The code look like that:

```
mymodel_hie_shrink <-"
data {
int<lower=0> A; //number of assignment
int<lower=0> V; //number of variant
int<lower=0> N; //number of observations
int<lower=0,upper=A> OV[N]; //observed variant
int<lower=0,upper=V> OA[N]; //observed assignment
int<lower=0> I[N]; //number of impressions
int<lower=0> C[N] ; //number of clicks
}
parameters {
vector<lower=0.001, upper=0.03>[V] phi_var;
vector<lower=1>[V] kappa_var;
vector<lower=0.001, upper=0.03>[A] phi_ass;
vector<lower=1>[A] kappa_ass;
vector<lower=0, upper=1>[N] theta; // chance of success
}
transformed parameters {
vector[V] alpha_var;
vector[V] beta_var;
vector[A] alpha_ass;
vector[A] beta_ass;
alpha_ass = phi_ass .* kappa_ass;
beta_ass = (1 - phi_ass) .* kappa_ass;
alpha_var = phi_var .* kappa_var;
beta_var = (1 - phi_var) .* kappa_var;
}
model {
kappa_ass ~ gamma(0.01,0.05); // hyperprior
kappa_var ~ gamma(0.01,0.05); // hyperprior
for (i in 1:N){
target += beta_lpdf(phi_ad[OV[i]] | alpha_ass[OA[i]],beta_ass[OA[i]]);
target += beta_lpdf(theta[i] | alpha_var[OV[i]],beta_var[OV[i]]);
target += binomial_lpmf( C[i] | I[i],theta[i]) ;
}
}
generated quantities {
real diff;
diff = phi_ass[1] - phi_ass[2];
}
"
```

I tried different prior and it seems to be very sensible to the prior, in addition with theses prior the result does not really make sense. Please note that I also tryied to change the hyperprior to use what Bob’s case study used (Gelman’s prior).
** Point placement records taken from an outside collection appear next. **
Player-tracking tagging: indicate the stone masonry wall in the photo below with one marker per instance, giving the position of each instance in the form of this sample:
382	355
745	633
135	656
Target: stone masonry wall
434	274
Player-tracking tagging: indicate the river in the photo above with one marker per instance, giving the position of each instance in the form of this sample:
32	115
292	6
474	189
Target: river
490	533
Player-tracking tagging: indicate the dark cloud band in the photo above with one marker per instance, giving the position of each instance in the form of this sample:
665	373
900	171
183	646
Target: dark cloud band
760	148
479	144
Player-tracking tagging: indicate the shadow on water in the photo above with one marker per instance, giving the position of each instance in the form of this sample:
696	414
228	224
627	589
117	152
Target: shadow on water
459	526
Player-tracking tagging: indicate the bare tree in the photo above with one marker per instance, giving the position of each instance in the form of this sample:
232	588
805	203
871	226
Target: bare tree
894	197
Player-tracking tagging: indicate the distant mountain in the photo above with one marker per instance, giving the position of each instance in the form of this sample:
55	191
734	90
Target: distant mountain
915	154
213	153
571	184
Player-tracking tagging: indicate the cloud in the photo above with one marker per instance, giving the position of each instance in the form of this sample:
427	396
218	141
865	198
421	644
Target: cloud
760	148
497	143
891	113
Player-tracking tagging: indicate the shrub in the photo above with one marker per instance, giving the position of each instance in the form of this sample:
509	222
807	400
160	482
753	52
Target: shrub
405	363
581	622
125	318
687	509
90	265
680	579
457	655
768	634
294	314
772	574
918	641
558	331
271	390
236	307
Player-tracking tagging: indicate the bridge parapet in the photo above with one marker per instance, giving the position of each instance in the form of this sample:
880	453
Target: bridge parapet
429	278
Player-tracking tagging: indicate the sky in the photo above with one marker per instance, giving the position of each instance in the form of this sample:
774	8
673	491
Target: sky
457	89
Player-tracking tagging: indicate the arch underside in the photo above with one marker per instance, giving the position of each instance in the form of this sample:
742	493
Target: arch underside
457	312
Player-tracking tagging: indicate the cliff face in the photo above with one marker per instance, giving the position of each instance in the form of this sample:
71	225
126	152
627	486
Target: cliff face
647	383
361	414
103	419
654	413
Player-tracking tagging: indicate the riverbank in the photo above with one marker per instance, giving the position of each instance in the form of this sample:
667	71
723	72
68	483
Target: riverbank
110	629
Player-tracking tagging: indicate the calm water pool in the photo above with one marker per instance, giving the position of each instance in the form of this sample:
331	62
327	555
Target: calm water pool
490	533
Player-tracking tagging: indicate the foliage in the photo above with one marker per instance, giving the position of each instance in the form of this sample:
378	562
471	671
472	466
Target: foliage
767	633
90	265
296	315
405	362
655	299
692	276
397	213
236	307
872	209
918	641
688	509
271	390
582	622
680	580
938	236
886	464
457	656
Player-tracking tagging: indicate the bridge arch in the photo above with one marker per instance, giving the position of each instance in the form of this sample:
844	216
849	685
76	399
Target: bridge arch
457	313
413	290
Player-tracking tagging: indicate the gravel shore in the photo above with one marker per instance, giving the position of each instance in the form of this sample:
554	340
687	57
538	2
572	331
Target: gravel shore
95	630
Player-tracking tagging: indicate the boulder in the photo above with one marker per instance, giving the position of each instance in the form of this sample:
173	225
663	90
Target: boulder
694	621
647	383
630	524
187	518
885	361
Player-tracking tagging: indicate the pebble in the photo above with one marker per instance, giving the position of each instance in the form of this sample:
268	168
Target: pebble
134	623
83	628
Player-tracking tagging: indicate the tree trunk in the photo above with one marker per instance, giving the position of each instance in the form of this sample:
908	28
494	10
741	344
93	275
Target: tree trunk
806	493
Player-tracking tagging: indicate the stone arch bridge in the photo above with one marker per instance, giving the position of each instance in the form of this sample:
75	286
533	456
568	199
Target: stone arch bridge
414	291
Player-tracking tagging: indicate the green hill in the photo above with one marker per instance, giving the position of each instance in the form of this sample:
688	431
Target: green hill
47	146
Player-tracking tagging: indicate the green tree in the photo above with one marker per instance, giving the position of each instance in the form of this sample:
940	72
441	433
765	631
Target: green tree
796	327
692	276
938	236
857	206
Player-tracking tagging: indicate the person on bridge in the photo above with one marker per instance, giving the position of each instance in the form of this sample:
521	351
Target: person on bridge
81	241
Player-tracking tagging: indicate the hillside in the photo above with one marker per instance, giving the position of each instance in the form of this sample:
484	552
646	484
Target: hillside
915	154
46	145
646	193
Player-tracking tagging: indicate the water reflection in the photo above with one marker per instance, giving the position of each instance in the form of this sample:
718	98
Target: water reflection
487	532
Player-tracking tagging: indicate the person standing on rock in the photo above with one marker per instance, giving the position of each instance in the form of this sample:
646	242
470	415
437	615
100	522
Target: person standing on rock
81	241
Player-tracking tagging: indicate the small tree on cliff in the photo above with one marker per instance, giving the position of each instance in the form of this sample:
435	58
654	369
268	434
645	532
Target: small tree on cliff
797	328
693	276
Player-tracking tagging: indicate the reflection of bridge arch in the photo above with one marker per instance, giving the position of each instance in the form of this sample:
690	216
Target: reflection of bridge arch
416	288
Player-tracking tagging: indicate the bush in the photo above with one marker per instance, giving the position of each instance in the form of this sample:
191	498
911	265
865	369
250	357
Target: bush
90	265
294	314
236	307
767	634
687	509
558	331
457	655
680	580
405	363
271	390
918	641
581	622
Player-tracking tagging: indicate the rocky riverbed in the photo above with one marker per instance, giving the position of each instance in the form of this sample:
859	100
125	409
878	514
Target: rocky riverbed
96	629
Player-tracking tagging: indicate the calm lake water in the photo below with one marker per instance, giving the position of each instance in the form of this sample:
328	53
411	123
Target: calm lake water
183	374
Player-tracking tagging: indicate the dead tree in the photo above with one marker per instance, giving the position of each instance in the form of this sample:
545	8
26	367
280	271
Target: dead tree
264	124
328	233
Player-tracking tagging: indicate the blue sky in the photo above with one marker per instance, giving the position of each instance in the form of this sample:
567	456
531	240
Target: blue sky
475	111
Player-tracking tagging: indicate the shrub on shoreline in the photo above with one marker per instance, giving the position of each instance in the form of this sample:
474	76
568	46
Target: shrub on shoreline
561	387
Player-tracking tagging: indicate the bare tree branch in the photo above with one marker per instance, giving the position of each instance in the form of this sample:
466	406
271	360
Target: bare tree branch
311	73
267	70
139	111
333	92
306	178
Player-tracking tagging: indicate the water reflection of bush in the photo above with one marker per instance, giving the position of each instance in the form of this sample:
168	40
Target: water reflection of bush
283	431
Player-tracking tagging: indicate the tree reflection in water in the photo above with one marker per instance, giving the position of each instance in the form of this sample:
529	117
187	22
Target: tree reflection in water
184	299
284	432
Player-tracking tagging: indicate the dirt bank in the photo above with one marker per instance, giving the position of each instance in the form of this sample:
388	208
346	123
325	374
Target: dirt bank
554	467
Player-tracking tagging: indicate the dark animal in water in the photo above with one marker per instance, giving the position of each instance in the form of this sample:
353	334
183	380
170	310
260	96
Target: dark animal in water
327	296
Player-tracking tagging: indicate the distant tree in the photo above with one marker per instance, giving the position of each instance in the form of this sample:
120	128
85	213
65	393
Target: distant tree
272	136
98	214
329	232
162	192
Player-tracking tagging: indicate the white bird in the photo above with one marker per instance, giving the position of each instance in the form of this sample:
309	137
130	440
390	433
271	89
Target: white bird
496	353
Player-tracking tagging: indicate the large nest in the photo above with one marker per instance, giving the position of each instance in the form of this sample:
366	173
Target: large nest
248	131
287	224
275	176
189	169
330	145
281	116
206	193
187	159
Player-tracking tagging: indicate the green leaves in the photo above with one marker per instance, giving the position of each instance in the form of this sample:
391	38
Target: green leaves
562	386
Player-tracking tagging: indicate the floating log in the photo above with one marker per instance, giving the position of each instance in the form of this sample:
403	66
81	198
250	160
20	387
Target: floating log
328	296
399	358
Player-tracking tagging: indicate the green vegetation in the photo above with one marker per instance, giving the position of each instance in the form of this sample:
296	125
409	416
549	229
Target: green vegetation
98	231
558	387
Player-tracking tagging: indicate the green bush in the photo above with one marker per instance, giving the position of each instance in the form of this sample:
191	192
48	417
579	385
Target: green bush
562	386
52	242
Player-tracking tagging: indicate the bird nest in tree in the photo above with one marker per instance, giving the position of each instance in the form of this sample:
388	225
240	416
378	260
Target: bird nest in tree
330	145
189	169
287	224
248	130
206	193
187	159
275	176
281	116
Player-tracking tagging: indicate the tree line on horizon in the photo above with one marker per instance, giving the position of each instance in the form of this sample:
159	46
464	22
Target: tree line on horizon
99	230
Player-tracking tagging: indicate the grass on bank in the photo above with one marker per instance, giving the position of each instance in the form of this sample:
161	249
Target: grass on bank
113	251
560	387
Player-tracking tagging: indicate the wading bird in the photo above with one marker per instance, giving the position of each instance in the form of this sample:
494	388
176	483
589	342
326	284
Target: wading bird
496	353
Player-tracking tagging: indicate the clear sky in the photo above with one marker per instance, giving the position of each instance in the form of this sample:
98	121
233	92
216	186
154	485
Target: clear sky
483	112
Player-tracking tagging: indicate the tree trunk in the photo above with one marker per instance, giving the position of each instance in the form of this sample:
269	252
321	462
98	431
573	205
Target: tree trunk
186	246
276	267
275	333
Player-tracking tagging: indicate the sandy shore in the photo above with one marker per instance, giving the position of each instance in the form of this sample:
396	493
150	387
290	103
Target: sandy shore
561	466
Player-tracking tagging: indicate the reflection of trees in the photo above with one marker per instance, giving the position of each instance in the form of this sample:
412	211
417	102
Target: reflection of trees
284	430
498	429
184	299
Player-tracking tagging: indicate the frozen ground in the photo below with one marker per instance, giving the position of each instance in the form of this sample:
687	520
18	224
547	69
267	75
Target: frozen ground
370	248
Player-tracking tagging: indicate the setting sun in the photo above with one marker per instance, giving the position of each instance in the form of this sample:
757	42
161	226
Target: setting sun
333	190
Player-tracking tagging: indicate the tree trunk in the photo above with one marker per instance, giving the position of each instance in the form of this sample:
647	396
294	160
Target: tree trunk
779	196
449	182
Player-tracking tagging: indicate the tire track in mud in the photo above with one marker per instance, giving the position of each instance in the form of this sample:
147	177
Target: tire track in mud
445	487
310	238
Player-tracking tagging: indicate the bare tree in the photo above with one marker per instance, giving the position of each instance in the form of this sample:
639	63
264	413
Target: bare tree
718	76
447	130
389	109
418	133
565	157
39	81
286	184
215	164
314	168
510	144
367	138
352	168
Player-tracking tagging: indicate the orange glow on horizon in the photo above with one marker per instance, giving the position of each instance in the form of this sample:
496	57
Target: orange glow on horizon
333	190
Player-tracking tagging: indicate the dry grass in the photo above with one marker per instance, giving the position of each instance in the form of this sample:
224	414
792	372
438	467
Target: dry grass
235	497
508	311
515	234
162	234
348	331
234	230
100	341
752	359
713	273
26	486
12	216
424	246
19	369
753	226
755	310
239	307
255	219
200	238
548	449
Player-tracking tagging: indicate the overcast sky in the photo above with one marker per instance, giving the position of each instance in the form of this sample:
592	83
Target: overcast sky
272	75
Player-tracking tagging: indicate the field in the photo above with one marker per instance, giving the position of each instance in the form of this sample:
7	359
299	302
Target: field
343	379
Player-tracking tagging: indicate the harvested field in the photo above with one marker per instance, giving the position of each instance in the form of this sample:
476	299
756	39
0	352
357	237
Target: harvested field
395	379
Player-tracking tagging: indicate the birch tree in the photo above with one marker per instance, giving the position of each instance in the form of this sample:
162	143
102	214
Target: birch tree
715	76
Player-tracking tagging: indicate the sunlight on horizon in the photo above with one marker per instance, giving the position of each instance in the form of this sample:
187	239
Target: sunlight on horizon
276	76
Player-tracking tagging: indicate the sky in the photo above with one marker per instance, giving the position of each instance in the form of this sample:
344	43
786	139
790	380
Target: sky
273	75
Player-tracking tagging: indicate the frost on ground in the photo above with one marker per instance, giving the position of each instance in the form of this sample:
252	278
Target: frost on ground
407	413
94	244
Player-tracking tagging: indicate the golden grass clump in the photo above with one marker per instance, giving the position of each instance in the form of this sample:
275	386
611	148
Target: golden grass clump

- Using a built in approach

the code look like that

```
data {
int<lower=0> A; //number of assigmnent
int<lower=0> V; //number of variant
int<lower=0> N; //number of observations
int<lower=0,upper=V> OV[N]; //observed variant
int<lower=0,upper=A> OA[N]; //observed assignment
int<lower=0> I[N]; //number of impressions
int<lower=0> C[N] ; //number of clicks
}
parameters {
vector<lower=0, upper=1>[V] phi; // population chance of success
vector<lower=1>[V] kappa; // population concentration
vector<lower=0, upper=1>[N] theta; // chance of success
vector<lower=-.03,upper=0.03>[V] delta; // improvement of experiment vs control
real<lower=-0.3,upper=0.3> mu; //prior on mean diff
real<lower=0,upper=0.05> sigma; //prior on sd diff
}
transformed parameters {
vector[N] alpha;
vector[N] beta;
vector[N] theta_prime;
for (i in 1:N){
int idx = OV[i];
alpha[i] = phi[idx] * kappa[idx];
beta[i] = (1 - phi[idx]) * kappa[idx];
theta_prime = theta;
if( vidx == 1) {
theta_prime = theta_prime + delta[idx];
}
}
}
model {
kappa ~ pareto(1, 1.5); // hyperprior
mu ~ normal(0,0.01);
sigma ~ exponential(200);
delta ~ normal(mu,sigma);
theta ~ beta(alpha,beta);
C ~ binomial(I,theta_prime);
}
generated quantities {
real diff;
diff = mu;
}
```

Again this approach had a very hard time (if you change the data set a bit it will not converge) and is very sensible to the prior.

Notes:

As a comparison I am using a simple model that just does partial pooling on the assignment:

```
data {
int<lower=0> A; //number of assigmnent
int<lower=0> V; //number of variant
int<lower=0> N; //number of observations
int<lower=0,upper=V> OV[N]; //observed variant
int<lower=0,upper=A> OA[N]; //observed assignment
int<lower=0> I[N]; //number of impressions
int<lower=0> C[N] ; //number of clicks
}
parameters {
vector<lower=0, upper=1>[A] theta; // chance of success
}
model {
theta ~ beta(1,1);
C ~ binomial(I,theta[OA]);
}
generated quantities {
real diff;
diff = theta[1] - theta[2];
}
```

And my result are completely different.

is there anything I am missing? What kind of model could I use with pretty vague priors?